An AllGreen employee works on laying sod and cutting in the edging from the grass to the pine needle bed.
Photo courtesy of AllGreen Grounds Management
Growing pains.

Growing as a maintenance company is impossible if you don’t start out charging the right price. Monteith recommends studying the market in your area and charging what the big companies do. Otherwise, as you add more trucks, equipment and staff, the margins will get smaller. “The biggest eye-opener is that growth means more expense and sometimes you don’t see that coming until you get into it and you realize, ‘OK, I’ve had two guys and now I have six guys and I don’t know why I’m not making more money,’ and you’re not seeing what’s happening with your insurance bills and all of your other expenses,” he says. And if you start off in maintenance hoping to offer other services like landscaping or irrigation eventually, be sure to study the market to make sure you can afford to hire a licensed professional, Monteith says.

The crews.

Finding good help is always a challenge, and Monteith says he usually ends up letting employees go before they quit.

“I can’t look at somebody and tell if they’re going to be a good employee.

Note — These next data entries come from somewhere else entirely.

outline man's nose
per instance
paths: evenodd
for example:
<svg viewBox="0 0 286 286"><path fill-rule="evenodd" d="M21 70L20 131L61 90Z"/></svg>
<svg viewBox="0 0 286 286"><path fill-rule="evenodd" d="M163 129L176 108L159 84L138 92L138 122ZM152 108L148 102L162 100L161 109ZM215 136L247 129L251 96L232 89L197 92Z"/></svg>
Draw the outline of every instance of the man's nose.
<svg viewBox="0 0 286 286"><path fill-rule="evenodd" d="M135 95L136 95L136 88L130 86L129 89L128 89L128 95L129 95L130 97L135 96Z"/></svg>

A lot of times you just have to hire them and see if they pick up on what we do,” he says. “I don’t feel like cutting grass is rocket science, but there is a process you have to follow and if they’re not willing to follow the process, they’re not going to last very long.”

He says it usually takes four to six weeks to figure out if a new hire is cut out for lawn maintenance work, and a lot of the job is just sticking to the routine, which can get tough when working long hours or in intense heat.

“Unless you can get to a neighborhood where you can pick up 20 or 30 properties, the drive time just kills you.” Ron Monteith, AllGreen Grounds Management

To make sure every job is up to snuff, AllGreen’s operations manager inspects jobs once they’re completed. Monteith has noticed that if employees don’t know someone is following up on quality, things start to fall through the cracks.

The operations manager will inspect properties and pick up any slack left over. His team also spends a lot of time on the phone with customers to follow up and make sure they’re satisfied with the work.

And it seems to work. Monteith says he loses very few maintenance customers, keeping that weekly cash flow coming in. “You’ve got to inspect what you expect,” he says.